I do it because it’s really needed. Someone needs to talk about it. You hear of a lot of people committing suicide and we don’t know why. There’s this ignorant statement I’ve heard, “only white people commit suicide.” Just talking about it does two things for me. Firstly it helps me overcome my own demons and then it helps someone else overcome theirs. If we all really said how we felt… we’d probably be happier. We wouldn’t have so much to hide. But it’s the new age… Everybody wants to be perfect, no flaws… That’s the illusion of social media; everyone’s life is perfect. 

But it’s really the opposite. It’s okay to be broken as long as you find your way out of it. The moment people can see that its okay to have flaws is the point that people begin to understand why it’s important to talk about mental health. 

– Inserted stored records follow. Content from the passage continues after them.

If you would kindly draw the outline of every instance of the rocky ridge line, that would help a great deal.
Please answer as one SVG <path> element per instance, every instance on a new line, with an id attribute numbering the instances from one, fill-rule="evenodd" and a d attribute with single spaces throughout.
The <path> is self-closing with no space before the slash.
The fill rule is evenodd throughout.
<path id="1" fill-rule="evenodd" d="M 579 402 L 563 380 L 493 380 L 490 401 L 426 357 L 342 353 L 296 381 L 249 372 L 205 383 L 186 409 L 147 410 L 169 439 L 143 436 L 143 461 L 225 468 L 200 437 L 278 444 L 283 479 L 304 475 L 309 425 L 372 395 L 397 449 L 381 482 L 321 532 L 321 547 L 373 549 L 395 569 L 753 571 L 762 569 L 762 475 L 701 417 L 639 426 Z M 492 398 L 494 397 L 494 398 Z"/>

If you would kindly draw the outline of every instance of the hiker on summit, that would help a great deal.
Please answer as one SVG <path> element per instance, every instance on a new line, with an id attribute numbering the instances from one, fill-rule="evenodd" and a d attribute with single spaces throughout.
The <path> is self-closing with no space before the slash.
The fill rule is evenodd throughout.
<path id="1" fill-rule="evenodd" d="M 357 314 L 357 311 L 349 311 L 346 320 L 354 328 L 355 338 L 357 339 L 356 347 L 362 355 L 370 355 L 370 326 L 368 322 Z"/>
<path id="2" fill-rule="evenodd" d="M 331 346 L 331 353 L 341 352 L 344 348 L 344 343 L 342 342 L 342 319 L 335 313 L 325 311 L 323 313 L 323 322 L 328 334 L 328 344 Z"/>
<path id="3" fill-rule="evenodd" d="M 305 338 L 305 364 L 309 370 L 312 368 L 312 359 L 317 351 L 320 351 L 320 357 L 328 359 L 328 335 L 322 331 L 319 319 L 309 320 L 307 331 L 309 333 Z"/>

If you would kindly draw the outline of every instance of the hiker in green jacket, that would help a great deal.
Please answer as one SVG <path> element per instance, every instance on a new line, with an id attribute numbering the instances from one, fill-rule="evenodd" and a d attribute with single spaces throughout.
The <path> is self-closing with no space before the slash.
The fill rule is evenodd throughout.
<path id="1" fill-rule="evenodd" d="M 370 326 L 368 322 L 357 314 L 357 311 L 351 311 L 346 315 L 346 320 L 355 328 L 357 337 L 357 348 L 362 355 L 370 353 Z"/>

And then, it’s very important that those who understand it a little talk about it. When they do they’re doing a good thing. Mental health education is important. If I talk about it today, someone else feels the need to continue the wave and decides to talk about it tomorrow. Before you know it everyone’s talking about it. Everybody is learning. Everybody understands the dangers of not talking about it; the stigma and every other thing that involves mental health . The more hands come together to talk about it, the more we create awareness. This is how movements start. One person sparks the movement and the rest follow through. 

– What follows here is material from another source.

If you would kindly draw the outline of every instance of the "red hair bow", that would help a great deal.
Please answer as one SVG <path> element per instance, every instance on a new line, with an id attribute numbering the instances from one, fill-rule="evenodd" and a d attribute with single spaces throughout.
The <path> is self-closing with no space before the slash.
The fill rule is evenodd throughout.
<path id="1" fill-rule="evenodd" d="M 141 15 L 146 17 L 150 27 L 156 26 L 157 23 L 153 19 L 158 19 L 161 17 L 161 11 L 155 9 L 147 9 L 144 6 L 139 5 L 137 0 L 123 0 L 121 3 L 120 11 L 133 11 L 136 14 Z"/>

I know I delete my tweets every now and then. I could tweet about mental health today and the next month I've deleted my tweets, but, I’m trying to use art to tackle mental health. Exhibitions. Music. Literature. Any art form. Just bringing all of these art forms together under one umbrella to talk and tackle mental health issues. But yeah… It’s super important that we all talk about it. It’s the only way we can educate ourselves. The government either doesn’t care about or understand mental health. All we have is each other to be honest. 

Happy Days,
Afam


1 comment:

Anonymous said...

Don't forget that we have God too. He always has our back. I'm not saying ignore the fact that you are ill; but know that God is the ultimate healer, and He does heal. We all have our low moments; but God is able. Trust Him and He will not disappoint you.
Also, seek help and talk about it. Don't just lie on your bed listlessly and sleep life away. GET HELP.
Let's all learn about the signs of mental imbalance so that we can help. Some of the people don't even know that they're ill; but when you see the signs, you can alert them and let them know that they'll be fine.